# A Rhinestone Font in 3 easy steps.



## Urbanwear (Jun 10, 2010)

This font may have already been posted or mentioned, anyway I find this font
Dotspecial 
very easy to make stencils, once you get the right sizing it can be used directly to make templates in 3 steps. 

Its not a fancy font but quick and simple and it seems to be free. 

This sizing is for my cutter set up in coreldraw. 
SS10 hole 3.297mm: Font size 105pt.
SS6 hole 2.48mm: Font size 79pt.
or simply adjusted by increasing or decreasing the font size for your correct template sizing .

1) Type in your desired text and see if the job fits better in the SS10 or SS6 size.













2) Right click on mouse and convert to curves.















3) While all the text is grouped delete the filling and give the cutting outline command.

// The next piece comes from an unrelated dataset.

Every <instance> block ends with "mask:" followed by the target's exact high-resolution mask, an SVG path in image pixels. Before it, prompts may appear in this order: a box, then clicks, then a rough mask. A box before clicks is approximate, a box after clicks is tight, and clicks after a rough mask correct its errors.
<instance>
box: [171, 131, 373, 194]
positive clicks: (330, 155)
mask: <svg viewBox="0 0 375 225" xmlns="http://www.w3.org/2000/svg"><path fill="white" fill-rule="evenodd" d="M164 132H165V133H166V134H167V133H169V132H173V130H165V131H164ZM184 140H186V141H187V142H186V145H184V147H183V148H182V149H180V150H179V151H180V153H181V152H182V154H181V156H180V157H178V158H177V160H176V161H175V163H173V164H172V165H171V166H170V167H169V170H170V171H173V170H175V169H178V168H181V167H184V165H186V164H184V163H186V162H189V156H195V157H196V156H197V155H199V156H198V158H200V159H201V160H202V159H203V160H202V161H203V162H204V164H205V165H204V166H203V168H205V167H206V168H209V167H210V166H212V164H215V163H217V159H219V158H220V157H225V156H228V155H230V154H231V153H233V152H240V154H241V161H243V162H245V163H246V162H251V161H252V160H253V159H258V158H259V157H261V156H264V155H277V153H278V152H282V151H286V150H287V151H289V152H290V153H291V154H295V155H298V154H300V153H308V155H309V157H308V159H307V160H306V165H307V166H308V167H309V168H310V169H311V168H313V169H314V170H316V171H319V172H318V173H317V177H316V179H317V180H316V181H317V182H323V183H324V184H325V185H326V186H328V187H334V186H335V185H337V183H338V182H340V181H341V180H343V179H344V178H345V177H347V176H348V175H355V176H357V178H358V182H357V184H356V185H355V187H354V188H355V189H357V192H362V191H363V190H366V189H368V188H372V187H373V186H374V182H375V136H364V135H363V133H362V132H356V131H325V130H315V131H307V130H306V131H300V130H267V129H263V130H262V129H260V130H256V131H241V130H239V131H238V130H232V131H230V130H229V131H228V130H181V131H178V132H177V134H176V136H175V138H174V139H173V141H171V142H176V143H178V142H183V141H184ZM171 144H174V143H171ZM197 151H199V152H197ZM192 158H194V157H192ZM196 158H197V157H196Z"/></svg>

CutContour for my Roland. 













Lets say about a minute and the rhinestone template text is ready to cut.

Had some time and I needed something better for my mockups, so I tried to replace the single letters converted in curves with rhinestones using the rStone macro, took about an hour but it worked. 

So now I have the complete single letter alphabet with SS10 crystal stones. In a few seconds I made the SS6 alphabet, just grouped all the alphabet, copied it and reduced the copy to 77%, stone size 2.48mm.












roger


----------